ARTIST STATEMENT
This work speaks to the isolation felt during the pandemic and heightened by our fraught political and social landscape. I’ve been thinking about the notion of time, and how slow and surreal the days can seem, particularly as darkness comes and winter sets in. Prolonged domesticity can be claustrophobic, yet living within myself is also a consolation, allowing me to delve deep into a universe of my own making. I have found solace in making self portraits that take place in an unspecified time, allowing me to weave together thoughts about home, isolation, longing and memories. This project is about evasion and about creating a fantasy life. It is also about a woman in midlife who feels like she is disappearing.
I’ve been reading and looking at a lot of art, notably the paintings of Vilhelm Hammershoi, Edward Hopper, John Singer Sargent, and Andrew Wyeth. They have all inspired this project.

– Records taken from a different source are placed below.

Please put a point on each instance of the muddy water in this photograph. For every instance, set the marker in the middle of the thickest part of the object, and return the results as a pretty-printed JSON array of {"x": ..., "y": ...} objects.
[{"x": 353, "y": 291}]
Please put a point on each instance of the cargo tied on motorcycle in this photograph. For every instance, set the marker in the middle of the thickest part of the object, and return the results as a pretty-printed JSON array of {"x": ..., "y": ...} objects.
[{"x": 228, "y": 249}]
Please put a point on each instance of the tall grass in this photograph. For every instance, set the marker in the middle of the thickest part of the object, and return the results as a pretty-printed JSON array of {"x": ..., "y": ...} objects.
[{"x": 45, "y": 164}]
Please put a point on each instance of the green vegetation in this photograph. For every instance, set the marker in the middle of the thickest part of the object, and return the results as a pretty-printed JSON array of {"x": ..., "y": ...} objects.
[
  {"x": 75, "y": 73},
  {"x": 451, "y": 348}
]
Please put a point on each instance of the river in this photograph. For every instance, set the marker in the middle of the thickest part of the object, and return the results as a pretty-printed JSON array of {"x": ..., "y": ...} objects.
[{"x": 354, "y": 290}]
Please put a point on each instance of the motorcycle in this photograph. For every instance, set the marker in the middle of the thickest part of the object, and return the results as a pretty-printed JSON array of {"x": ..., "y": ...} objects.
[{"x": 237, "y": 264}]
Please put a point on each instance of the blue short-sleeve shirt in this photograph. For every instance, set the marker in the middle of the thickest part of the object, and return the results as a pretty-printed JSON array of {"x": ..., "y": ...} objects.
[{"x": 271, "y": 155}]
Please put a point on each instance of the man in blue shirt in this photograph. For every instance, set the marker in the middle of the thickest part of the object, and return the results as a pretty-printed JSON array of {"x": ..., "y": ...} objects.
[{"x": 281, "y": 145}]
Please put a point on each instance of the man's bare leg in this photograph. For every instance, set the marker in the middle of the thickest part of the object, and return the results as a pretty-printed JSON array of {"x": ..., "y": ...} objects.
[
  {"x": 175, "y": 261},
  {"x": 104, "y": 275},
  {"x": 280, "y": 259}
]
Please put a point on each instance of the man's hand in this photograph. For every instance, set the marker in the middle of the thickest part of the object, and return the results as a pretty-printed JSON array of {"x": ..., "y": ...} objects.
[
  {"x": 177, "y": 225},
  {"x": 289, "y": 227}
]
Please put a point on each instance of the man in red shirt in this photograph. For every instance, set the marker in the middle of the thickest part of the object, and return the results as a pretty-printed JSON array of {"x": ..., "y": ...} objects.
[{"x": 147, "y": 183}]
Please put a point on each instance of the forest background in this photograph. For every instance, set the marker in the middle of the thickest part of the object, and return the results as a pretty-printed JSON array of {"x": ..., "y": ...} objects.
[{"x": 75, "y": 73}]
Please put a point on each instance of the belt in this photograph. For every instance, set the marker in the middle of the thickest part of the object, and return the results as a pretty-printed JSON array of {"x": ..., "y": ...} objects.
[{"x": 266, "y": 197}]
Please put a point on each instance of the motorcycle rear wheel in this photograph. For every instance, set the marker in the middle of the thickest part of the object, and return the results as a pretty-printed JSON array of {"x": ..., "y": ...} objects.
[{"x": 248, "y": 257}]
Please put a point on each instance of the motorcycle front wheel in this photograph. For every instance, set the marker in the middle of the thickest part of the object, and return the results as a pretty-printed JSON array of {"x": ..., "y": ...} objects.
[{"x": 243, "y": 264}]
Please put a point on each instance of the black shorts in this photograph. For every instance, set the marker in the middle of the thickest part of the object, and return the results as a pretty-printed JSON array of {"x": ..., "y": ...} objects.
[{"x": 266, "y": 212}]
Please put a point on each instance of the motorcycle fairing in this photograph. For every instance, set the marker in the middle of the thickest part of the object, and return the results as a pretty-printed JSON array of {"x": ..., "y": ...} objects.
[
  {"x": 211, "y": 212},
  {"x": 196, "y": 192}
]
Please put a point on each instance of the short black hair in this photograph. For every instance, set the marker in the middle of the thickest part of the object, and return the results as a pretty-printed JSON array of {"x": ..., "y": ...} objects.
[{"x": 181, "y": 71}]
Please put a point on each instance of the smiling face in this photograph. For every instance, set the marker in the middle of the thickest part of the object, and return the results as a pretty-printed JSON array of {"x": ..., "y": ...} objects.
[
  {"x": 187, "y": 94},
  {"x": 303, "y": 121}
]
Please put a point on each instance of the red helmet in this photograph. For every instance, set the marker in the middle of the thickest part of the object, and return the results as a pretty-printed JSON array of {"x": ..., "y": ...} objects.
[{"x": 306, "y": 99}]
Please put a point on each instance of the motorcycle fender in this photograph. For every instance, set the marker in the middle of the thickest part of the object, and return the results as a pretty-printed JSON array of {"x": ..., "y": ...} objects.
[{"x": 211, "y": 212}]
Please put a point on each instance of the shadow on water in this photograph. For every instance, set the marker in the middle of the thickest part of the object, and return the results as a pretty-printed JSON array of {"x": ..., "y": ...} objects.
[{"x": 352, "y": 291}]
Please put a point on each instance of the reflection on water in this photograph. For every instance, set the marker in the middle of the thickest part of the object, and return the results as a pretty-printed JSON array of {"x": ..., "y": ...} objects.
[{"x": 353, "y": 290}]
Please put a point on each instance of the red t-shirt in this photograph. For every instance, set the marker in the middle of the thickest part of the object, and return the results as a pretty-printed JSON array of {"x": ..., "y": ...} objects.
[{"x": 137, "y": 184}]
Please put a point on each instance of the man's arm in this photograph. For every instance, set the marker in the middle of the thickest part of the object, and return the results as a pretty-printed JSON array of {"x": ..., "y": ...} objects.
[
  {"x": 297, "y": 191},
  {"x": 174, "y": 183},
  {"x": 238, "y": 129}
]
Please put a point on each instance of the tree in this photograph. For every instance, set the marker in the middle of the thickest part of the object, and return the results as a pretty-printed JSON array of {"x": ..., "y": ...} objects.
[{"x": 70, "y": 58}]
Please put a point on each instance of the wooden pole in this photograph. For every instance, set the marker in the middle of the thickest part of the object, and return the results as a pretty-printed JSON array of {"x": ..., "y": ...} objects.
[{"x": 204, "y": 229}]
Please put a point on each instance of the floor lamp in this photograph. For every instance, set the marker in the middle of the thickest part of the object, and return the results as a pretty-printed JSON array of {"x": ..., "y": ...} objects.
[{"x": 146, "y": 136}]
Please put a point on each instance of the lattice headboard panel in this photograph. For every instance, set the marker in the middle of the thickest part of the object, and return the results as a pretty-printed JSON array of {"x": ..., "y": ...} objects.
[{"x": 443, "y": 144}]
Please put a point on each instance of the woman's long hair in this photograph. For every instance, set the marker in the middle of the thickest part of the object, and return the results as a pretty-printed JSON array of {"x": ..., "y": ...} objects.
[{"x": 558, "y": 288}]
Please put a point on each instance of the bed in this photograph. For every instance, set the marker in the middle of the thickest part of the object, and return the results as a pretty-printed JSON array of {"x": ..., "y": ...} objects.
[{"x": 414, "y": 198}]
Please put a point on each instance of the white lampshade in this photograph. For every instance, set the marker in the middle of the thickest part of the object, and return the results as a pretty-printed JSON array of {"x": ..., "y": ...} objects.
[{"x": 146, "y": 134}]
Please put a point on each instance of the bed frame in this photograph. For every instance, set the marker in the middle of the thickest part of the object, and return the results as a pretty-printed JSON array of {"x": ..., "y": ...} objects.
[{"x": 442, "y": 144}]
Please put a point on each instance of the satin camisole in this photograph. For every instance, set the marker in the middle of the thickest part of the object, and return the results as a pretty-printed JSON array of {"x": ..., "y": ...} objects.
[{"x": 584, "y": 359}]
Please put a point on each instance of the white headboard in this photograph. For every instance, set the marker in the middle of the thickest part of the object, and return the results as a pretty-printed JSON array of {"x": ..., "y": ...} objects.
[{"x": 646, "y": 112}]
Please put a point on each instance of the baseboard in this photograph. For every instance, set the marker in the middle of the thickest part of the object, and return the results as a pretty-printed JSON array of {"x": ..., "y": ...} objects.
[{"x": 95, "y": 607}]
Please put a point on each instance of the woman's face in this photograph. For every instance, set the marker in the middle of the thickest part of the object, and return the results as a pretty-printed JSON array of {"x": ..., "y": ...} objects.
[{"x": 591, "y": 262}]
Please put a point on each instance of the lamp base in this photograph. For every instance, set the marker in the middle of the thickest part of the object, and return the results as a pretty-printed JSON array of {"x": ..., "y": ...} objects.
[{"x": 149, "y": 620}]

Making these photographs are a means of escape for me, a way to slip into another world.
ABOUT THE ARTIST
Sharon Draghi’s work explores intimacy and the solitariness of one’s inner world. By mixing candid and staged imagery, she creates open-ended narratives existing in the space between what is real and what is imagined. She is also interested in examining how our environment contextualizes and illuminates our daily lives. Her work has been exhibited at The Fort Wayne Museum of Art, The Torpedo Factory Arts Center, The Maria V. Howard Arts Center, Foley Gallery, The Baldwin Photographic Gallery, The Center for Fine Art Photography, Filter Photo, the Texas Photographic Society, The Photography Show by AIPAD, and at the Julia Margaret Cameron Awards, among others. She has been featured in several publications, including Float Photo Magazine, TagTagTag Magazine, It’s Nice That and Photo District News. She is represented by FotoNostrum Gallery in Barcelona.